In last week’s column, I gave an overview of the Fair Debt Collection Practices Act and some of the things that a collector can and cannot do.
Today, I want to go into more detail about practices that are off limits for debt collectors, including harassment, false statements and unfair practices. Some specific things they cannot do include:
• Use threats of violence or use obscene language
• Publish a list of names of people who don’t pay their debts
• Falsely claim you have committed a crime
• Misrepresent the amount of money you owe
• Lie about whether a document is official or a legal form
• Threaten you with arrest, sieze your assets or garnish wages unless they are permitted by law
• Threaten you with legal action if doing so would be illegal or if they don’t intend to actually do it
• Try to collect interest, fees or other charges on top of what you owe unless state law or the contract that created your debt allows the charge
• Deposit a post-dated check early
• Contact you by postcard or other means that can outwardly be identified as coming from a debt collector
When you are dealing with a collection agency, keep track of all the calls you receive and save all written statements. Do not give out personal or financial information until you have confirmed that the collection agency is legitimate.
If you can work out a deal to pay monthly or reduce your owed debt, get the details any promises documented in writing. If you set up automatic drafts, you should consider opening a new checking account that will be used only for that purpose. This will prevent the collector from drafting more than the agreed upon amount. When you pay off your debt, make sure you get and save documentation of the resolved debt.

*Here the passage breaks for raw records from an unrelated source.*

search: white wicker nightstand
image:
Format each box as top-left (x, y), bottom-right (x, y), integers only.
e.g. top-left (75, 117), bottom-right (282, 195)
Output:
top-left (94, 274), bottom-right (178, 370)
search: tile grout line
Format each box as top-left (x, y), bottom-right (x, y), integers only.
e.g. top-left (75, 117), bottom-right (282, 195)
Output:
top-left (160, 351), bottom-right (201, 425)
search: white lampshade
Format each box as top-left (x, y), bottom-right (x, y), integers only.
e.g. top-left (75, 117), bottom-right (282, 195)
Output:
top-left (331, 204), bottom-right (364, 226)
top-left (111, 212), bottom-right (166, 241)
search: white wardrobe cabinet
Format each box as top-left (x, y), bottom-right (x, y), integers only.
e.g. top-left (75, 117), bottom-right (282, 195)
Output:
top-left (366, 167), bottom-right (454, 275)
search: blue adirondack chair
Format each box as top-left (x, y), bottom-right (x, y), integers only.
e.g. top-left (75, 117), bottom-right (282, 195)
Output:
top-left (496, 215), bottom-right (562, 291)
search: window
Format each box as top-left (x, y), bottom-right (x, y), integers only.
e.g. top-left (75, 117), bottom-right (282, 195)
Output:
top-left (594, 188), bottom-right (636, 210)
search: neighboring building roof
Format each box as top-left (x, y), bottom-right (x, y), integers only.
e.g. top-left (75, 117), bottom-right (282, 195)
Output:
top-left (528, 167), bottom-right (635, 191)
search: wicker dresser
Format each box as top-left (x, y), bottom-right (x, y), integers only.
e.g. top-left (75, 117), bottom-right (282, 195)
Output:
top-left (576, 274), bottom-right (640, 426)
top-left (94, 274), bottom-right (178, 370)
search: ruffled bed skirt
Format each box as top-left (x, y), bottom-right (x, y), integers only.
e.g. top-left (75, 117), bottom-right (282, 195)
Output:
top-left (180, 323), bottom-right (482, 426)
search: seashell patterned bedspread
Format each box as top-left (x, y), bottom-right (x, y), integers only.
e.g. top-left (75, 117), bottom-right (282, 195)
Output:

What should you do if a debt collector sues you? First, do not ignore a lawsuit summons. A debt collector can sue you to collect a debt and a court judgement can result in third parties such as your bank or employer turning over funds to pay the debt. If you do not show up in court, you lose your chance to fight garnishment. Make sure you or your lawyer respond to a lawsuit by the date in the court papers.
If you think a debt collector has broken the law in their dealings with you, you have one year from the violation to sue. You can also file complaints with the Better Business Bureau, Federal Trade Commission and the Consumer Financial Protection Bureau. Remember that even if the debt collector violates the law, a legitimate debt still does not go away.